EDITOR’S NOTE: This is the first of several profiles of the people who make up the fabric of Denton. If you have a suggestion for someone to be featured in a profile, send us an e-mail at firstname.lastname@example.org.
Jan Kagarice is a musician and swimmer with a booming voice and big smile. The 20-year Denton resident has explored several disciplines and activities.
She is, among other things, a world-famous trombonist, a University of North Texas music professor, a prodigious swimming coach and a focal dystonia rehabilitator.
Kagarice grew up the daughter of a longtime East Coast Catholic family.
“I came down to Denton to go to the music school, majoring in trombone,” she said. “When I drove in, it was a really hot August day in 1984. I had all of my belongings in the back of a Honda Civic. There were dead locusts all over the street and dying grass. My first thought as I drove in on [U.S. Highway] 380 was ‘uh-oh, I gave up the mountains and the coast. What was I thinking?’”
While the climate shock has not completely worn off, the young musician soon came to deeply appreciate what Denton was all about.
“While I’m still not a fan of the landscape, I was shocked coming from the New England Conservatory to find such exceptionally gifted musicians at North Texas,” she said. “It was East Coast arrogance.
“It felt like a cowboy town at first, but what I like about Denton now is that it seems like it’s constantly reinventing itself. Denton is the new Austin.”
Kagarice came to study and teach music. But between touring the nation’s premiere orchestras and earning professorships in New York and Germany, she soon fell in love with the Montessori teaching philosophy. She began teaching kindergarten at several Denton schools, including the Community School and the Selwyn College Preparatory School.
“I don’t remember how I found Montessori,” she said. “I seriously have no idea about why I went to the training session. The very first night I went, I was sitting there thinking, ‘this is everything I believe in;’ it was frightening. Afterward, I explained my feelings to the woman leading the session, and she told me, ‘You’re a Montessori teacher. You just didn’t know what the name was.’”

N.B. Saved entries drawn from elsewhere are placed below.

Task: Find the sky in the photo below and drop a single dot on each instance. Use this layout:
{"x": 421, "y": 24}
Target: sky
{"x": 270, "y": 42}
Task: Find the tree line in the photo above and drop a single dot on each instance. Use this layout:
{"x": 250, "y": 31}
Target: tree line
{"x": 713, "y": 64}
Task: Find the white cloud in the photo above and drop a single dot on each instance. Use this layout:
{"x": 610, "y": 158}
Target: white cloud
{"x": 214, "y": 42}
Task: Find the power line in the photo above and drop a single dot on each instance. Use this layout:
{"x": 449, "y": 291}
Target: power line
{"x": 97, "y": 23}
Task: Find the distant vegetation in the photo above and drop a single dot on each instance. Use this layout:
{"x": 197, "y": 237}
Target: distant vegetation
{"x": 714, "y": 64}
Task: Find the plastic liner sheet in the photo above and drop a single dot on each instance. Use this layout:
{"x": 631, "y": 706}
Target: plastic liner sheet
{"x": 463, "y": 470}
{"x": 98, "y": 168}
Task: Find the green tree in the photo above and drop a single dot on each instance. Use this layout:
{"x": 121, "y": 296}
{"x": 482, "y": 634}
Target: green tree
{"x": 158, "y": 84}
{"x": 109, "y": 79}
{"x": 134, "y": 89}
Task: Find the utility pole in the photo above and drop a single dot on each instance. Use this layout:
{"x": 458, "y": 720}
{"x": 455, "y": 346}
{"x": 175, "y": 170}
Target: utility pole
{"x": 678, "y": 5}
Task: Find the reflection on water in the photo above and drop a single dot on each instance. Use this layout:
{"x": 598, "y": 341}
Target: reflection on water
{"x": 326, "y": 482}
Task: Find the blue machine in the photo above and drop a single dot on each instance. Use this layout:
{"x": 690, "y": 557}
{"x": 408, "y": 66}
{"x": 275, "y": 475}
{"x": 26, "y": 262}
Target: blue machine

This love of teaching continued in ways she never expected. After a successful stint at Selwyn, Kagarice focused on helping fellow musicians overcome focal dystonia, a neurological condition that causes involuntary muscle contractions, often derailing many a promising musician’s career.
She said her investigations into rehabilitating the disorder were a result of her own experience.
“It became difficult for me to play,” Kagarice said. “So I had to rethink my playing methodology. You combine that with the hope to make people play better and the Montessori philosophy, and it’s something I started doing.”
To date, she has helped more than 300 clients from all over the world.
All of these experiences have given Kagarice a clear understanding about her philosophy on teaching.
“It’s not about you the teacher, it’s about the students. That’s Montessori — the students show you the way,” she said. “It’s one of the difficult aspects of being a teacher. You have to give your heart and soul without ever wanting them to say thank you.”
While Kagarice may cringe when a student does say thank you, after so many years of service, it shouldn’t be unexpected.